A pet Java dove in its cage.

Food and Maintenance

They will eat a variety of seeds and grains, which makes feeding them quite simple.

They will also eat tiny pieces of fruit, vegetables, and hard-boiled eggs as well as nipping at sprouts or other edible greens.

They require very little in the form of daily maintenance aside from fresh water, which they have a tendency to leave droppings in, and attention.

Cage and Care Tips

Some tips about keeping Java doves in a cage will save you time and money:

  • Java doves love to sit on a perch; natural wood bars or branches work great, and you’ll soon discover that they spend most of their time perched.
  • Do not bother with cage toys, bells, or colorful objects as your Java dove will ignore them.
  • If your cage allows for multiple types of perches to be mounted, do so.
  • A cage with a mesh bottom and clean-out tray is a must.
  • Seed cups can be attached to the cage sides, or seeds can be spread on a paper plate and placed on the cage floor, away from the bars, to minimize droppings from contaminating the seed.
  • A water basin must be part of the cage anatomy. Java doves do not drink much, but when they do, they will dip their beaks in quite deep, so ensure the water basin size meets their needs.
  • Alternatively, you can put a bowl on the cage floor; just be sure it’s heavy enough to prevent tipping over when the bird perches on an edge.
  • Water must be changed daily.

Once a week, everything should be cleaned: the cages, the walls, the windows, and the floors. Java doves use their beak to sift through seed cups, spreading the unwanted seeds across the cage bottoms. It’s nice to take the bottom pan outside and leave those seeds for the wild birds around your house, especially in winter months.

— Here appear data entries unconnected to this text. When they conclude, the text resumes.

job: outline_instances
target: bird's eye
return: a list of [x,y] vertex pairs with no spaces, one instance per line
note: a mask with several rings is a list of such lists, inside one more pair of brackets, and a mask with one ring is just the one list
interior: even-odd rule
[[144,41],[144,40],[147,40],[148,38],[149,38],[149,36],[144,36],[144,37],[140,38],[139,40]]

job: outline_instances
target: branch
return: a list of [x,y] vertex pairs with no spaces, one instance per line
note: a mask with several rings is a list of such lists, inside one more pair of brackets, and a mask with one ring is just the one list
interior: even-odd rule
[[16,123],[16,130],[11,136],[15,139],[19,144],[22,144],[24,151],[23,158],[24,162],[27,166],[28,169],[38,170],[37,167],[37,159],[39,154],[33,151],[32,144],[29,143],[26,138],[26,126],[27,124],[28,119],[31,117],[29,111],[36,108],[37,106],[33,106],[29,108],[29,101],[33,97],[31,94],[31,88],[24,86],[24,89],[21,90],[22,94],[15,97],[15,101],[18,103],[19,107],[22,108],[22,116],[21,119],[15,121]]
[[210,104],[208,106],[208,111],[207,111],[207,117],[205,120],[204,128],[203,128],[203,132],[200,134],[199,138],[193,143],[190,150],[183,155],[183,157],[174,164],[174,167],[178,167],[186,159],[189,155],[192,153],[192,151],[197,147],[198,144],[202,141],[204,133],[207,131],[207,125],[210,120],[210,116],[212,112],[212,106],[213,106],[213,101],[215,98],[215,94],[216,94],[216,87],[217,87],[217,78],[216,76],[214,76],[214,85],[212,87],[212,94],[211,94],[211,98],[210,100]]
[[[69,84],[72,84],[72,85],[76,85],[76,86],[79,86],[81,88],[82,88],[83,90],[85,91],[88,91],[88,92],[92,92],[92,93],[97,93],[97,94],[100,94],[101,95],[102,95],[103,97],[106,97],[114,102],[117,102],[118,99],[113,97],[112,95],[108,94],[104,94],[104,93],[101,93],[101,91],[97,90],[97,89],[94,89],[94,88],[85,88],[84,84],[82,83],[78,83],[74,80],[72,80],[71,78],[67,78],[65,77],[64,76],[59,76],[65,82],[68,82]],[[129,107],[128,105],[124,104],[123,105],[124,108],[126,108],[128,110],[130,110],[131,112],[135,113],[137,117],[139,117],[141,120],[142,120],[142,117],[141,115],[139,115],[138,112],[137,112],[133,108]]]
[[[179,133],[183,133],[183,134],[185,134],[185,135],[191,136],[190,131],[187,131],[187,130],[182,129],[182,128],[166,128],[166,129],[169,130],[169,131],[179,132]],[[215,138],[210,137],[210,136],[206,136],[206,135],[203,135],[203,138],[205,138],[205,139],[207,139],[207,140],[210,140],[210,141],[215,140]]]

Also in winter months, a portable cool mist humidifier helps to minimize dust from bird dander and provides essential moisture for newborn birds.

Bird Baths

Doves enjoy bathing, and it will benefit you to encourage them to bathe to minimize dander and dust. Use a large glass Corning Ware casserole dish or similar type of bowl and fill it with hot water between 2 and 3 inches.

Java Doves have an internal body temperature of about 104°F, and they like a hot bath, not lukewarm as it will actually chill them. Do not make the mistake of thinking they want a cool water bath because it’s summer time.